At some point post-bagel, I got an old familiar pain that felt as if someone was ripping my ribs apart and then braiding my intestines [Tangent: This was not a loose fishtail braid either. It was like a set of tight micro-braids from a surly Bahamian on the beach.] I can't be certain, but the whole time I kinda felt like the following was about to transpire:

[Confession: I have never seen Alien, yet I have seen Spaceballs roughly 5,000 times. This is a much better frame of reference.]
After twisting, rocking, gagging into a coffee mug and terrifying several of my coworkers, my parents picked me up and told me that I was going to the ER. However, while en route, the pain dissolved.

Seriously, body? I love surprises, but happy surprises like when I discovered that after years of eyebrow plucking, I had worn down my hair follicles and they weren't growing anymore. This belly aching would not fall under that category. Furthermore, the fact that I have spent 33% of 2011 in the fetal position is not a good thing...lets not make this a trend. K?

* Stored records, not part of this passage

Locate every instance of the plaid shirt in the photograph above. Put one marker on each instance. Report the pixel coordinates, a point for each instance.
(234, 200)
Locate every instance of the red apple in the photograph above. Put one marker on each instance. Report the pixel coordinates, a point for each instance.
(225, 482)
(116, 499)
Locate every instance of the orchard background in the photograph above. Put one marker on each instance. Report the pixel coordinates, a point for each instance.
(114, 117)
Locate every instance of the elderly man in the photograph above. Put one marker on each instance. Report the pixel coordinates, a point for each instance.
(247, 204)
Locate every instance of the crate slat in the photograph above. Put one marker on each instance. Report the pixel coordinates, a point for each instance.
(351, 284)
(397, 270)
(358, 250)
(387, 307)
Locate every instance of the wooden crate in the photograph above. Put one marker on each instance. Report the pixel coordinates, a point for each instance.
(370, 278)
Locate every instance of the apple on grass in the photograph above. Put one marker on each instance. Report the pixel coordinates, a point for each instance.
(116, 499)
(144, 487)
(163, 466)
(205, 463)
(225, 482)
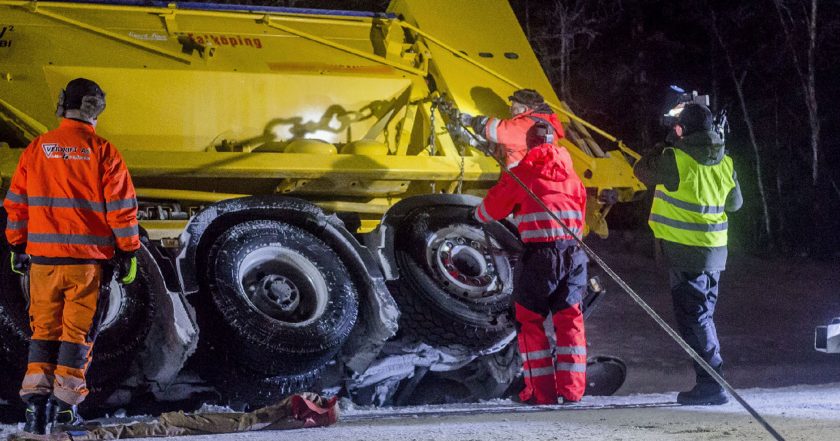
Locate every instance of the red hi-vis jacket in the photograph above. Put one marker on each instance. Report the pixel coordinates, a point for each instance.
(511, 133)
(71, 196)
(547, 171)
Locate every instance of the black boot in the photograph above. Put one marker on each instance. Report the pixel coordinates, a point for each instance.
(66, 417)
(37, 415)
(703, 394)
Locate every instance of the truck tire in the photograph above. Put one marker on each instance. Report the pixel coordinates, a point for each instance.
(285, 300)
(450, 291)
(250, 392)
(122, 335)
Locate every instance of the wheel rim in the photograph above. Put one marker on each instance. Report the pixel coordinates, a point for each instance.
(283, 285)
(463, 263)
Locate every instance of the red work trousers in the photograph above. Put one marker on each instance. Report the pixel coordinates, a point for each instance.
(62, 311)
(550, 278)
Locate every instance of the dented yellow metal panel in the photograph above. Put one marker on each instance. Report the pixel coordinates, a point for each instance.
(205, 104)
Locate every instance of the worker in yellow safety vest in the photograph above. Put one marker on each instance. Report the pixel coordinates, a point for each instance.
(695, 186)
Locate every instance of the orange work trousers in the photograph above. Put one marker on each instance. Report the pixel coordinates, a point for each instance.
(62, 312)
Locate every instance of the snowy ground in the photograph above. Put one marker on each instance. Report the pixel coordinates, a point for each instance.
(766, 315)
(797, 413)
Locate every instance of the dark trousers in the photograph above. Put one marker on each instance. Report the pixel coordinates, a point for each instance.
(695, 295)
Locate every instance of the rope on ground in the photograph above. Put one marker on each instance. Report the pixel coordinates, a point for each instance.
(639, 301)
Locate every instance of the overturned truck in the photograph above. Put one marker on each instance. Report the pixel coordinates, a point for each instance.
(303, 201)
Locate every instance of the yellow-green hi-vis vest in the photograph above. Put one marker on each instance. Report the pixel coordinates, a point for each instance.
(693, 215)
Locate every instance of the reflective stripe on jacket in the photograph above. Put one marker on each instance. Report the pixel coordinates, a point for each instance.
(547, 171)
(511, 134)
(694, 214)
(71, 196)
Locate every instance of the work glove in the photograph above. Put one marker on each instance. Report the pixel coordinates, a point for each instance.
(19, 259)
(471, 217)
(125, 263)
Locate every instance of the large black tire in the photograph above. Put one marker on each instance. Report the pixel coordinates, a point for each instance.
(254, 331)
(116, 346)
(433, 306)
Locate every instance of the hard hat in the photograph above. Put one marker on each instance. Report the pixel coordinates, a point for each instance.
(83, 95)
(695, 118)
(528, 97)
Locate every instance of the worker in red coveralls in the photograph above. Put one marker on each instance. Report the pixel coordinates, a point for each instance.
(550, 277)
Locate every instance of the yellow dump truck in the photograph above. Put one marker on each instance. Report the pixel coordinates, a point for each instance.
(303, 200)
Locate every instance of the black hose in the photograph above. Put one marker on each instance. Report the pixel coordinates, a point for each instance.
(670, 331)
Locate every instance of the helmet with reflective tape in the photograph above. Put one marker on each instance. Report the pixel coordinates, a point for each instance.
(83, 95)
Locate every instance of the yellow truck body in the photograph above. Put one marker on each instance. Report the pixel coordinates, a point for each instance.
(210, 104)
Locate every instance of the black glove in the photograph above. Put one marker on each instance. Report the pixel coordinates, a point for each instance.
(125, 266)
(19, 259)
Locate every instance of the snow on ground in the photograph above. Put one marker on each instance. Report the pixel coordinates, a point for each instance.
(797, 413)
(766, 315)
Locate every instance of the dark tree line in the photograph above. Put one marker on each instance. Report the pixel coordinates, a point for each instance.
(770, 63)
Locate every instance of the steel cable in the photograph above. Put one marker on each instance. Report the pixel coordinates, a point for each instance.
(638, 299)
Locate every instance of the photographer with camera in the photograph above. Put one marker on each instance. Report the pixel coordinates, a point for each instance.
(695, 185)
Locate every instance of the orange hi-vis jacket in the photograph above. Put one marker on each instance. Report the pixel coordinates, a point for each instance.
(547, 171)
(512, 133)
(71, 197)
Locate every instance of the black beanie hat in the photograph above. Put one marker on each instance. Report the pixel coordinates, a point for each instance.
(78, 89)
(529, 97)
(695, 118)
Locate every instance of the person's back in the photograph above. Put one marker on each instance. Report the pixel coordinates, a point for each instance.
(696, 185)
(550, 276)
(74, 196)
(508, 135)
(70, 206)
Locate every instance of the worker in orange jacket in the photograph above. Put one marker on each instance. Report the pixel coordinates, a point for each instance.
(72, 221)
(527, 108)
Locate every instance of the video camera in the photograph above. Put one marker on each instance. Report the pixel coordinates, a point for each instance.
(677, 102)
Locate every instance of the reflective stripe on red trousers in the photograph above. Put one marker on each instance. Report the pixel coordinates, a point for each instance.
(560, 372)
(63, 300)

  1. Oh no!! I'm so sorry that the stupid onion bagel came back to haunt you. Seriously though, please get that checked out. Sooner rather than later.

    -Your Fellow Onion Bagel Lover and Ulcer Sufferer

  2. Is it even creepier of me than normal to want one of those plush stomachs from the first picture? {If only so I can pretend to make it say "Oh, I'm STUFFED."]

  3. i am not happy about your stomach ache, but that first paragraph was so funny i made aaron let me read it to him. twice. only you can make a stomach pains funny, my friend.